The Scottish Parliament has now approved a new bill, called the Animals and Wildlife (Penalties, Protections, and Powers) (Scotland) Bill, which will put an end to the cull. The bill amends the Marine Scotland Act of 2010. It repeals the provision to grant licenses to shoot seals to protect fisheries and fish farms.
While the ban will have a positive impact on animal welfare, HSI notes that it is linked to the US Marine Mammal Protection Act’s regulatory requirements. These come into effect from the beginning of 2022. The requirements mean that Scotland would not be able to export salmon to the U.S. in two years’ time if seal shooting continued.

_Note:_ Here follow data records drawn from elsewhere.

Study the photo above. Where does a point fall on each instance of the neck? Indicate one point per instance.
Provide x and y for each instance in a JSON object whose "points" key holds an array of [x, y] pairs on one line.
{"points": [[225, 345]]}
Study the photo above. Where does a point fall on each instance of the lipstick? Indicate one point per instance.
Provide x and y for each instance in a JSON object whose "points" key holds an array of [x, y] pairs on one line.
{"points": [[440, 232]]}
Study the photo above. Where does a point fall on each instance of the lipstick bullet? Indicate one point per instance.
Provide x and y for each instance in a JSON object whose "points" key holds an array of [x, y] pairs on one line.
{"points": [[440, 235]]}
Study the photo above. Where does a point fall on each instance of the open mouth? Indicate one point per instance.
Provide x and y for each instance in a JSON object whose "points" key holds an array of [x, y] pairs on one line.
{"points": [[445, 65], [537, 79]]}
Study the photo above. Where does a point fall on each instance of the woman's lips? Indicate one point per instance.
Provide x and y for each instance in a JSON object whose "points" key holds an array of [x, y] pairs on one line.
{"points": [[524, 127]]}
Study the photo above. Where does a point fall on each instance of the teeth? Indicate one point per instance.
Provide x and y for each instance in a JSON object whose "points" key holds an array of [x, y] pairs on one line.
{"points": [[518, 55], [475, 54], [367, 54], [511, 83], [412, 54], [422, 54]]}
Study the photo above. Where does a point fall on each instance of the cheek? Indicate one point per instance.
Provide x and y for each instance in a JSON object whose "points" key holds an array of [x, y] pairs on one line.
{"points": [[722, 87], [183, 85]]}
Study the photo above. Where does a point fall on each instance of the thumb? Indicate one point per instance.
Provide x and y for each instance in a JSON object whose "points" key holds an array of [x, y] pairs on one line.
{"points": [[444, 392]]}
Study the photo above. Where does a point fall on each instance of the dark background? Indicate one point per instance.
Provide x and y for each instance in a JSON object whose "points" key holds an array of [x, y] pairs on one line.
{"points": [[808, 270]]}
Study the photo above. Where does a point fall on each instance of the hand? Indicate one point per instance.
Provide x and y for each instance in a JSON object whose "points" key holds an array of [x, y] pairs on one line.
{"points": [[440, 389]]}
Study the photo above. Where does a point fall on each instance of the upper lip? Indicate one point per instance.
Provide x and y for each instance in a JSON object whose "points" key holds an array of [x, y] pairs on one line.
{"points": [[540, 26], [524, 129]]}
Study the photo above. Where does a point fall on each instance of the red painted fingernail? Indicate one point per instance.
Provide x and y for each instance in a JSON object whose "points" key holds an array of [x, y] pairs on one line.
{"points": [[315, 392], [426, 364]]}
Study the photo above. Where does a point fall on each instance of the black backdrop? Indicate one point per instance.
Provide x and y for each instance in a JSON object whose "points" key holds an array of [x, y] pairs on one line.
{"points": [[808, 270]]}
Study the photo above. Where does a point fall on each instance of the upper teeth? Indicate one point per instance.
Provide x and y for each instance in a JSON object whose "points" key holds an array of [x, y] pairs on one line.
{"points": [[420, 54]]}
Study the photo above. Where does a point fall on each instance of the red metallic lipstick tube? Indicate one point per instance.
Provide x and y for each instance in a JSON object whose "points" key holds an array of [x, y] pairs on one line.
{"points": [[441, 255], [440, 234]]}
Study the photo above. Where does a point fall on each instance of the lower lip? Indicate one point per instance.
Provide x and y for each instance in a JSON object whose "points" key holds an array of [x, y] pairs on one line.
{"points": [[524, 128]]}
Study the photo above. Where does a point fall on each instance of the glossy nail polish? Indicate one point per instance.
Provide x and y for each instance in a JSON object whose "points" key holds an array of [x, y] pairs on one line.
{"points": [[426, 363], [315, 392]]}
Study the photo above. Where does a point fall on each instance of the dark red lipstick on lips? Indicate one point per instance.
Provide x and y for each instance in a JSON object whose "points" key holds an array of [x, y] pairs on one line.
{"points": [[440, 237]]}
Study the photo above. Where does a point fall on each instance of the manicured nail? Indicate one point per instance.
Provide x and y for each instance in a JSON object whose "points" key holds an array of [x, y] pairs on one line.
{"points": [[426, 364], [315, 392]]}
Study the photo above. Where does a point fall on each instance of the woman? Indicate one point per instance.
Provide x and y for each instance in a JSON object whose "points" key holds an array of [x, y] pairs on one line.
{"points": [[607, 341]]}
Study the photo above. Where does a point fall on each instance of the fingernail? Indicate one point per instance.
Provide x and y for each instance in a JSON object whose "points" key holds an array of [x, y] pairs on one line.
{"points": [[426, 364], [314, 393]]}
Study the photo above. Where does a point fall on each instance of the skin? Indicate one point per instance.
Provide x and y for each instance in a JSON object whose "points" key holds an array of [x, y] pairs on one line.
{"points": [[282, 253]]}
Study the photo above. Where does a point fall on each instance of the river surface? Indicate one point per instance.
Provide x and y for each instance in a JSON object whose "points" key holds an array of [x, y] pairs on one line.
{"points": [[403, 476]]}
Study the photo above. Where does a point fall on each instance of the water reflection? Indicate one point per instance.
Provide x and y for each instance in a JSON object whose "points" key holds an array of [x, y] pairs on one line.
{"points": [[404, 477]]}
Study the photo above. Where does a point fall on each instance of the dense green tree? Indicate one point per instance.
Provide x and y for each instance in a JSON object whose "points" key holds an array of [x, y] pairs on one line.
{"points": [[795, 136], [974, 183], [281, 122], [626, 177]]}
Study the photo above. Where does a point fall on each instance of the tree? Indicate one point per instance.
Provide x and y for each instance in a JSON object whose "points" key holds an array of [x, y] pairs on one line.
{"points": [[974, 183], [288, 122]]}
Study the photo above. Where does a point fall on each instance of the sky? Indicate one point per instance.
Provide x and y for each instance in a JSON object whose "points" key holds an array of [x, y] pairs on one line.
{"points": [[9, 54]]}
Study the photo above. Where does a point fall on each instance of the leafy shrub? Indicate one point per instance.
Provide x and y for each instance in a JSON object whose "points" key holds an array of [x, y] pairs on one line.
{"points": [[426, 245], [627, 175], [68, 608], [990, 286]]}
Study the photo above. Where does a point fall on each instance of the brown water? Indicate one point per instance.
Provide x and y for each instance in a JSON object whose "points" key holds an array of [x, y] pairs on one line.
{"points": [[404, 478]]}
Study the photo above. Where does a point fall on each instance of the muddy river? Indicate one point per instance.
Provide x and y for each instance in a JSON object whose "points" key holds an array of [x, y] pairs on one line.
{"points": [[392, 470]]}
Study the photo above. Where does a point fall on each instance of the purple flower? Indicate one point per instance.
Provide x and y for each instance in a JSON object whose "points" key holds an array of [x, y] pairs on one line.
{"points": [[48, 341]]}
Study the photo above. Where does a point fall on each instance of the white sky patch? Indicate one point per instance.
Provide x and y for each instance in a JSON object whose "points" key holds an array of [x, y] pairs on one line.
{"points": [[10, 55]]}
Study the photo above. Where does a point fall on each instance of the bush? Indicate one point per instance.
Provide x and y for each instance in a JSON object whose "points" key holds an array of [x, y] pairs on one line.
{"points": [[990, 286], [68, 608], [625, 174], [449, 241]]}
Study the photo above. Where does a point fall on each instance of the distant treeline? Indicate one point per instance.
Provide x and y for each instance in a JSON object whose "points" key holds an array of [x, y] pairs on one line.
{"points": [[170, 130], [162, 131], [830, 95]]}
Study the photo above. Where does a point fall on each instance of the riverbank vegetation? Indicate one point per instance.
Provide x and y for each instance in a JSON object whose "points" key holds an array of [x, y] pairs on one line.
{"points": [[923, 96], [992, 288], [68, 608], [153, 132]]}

Since 2011, the Scottish government estimates nearly 2,000 seals have been shot. HSI states that the actual figure could be higher, due to under-reporting. There is also no independent verification of the kills.
Shooting does not always lead to instant death, says HSI, which prolongs the animal’s suffering, but also means that they may not show up in official statistics.
Pregnant females can also be shot, as well as those with dependent pups.
‘Critically Important for Seal Welfare’
“An alarming number of seals are shot and killed in Scottish waters,” said HSI’s senior marine scientist Mark Simmonds OBE in a statement. “There is evidence that some are likely to be injured and die a slow and painful death at sea.”
He added that the ban on seal shooting is “critically important for seal welfare in British waters.”
The penalty for shooting a seal illegally has also increased. Perpetrators could receive a prison sentence of up to one year or a £40,000 fine, or, on indictment, they could receive an unlimited fine or up to five years in prison.
The UK has two seal species: the rare grey seal and the more common harbour seal. Of the former, the UK is home to around 40 percent of the world population, of the latter, it’s home to around 5 percent of the world population.
“We share our seas with these charismatic marine mammals,” said Simmonds. “It is simply unacceptable to kill them for eating the fish in their ocean home.”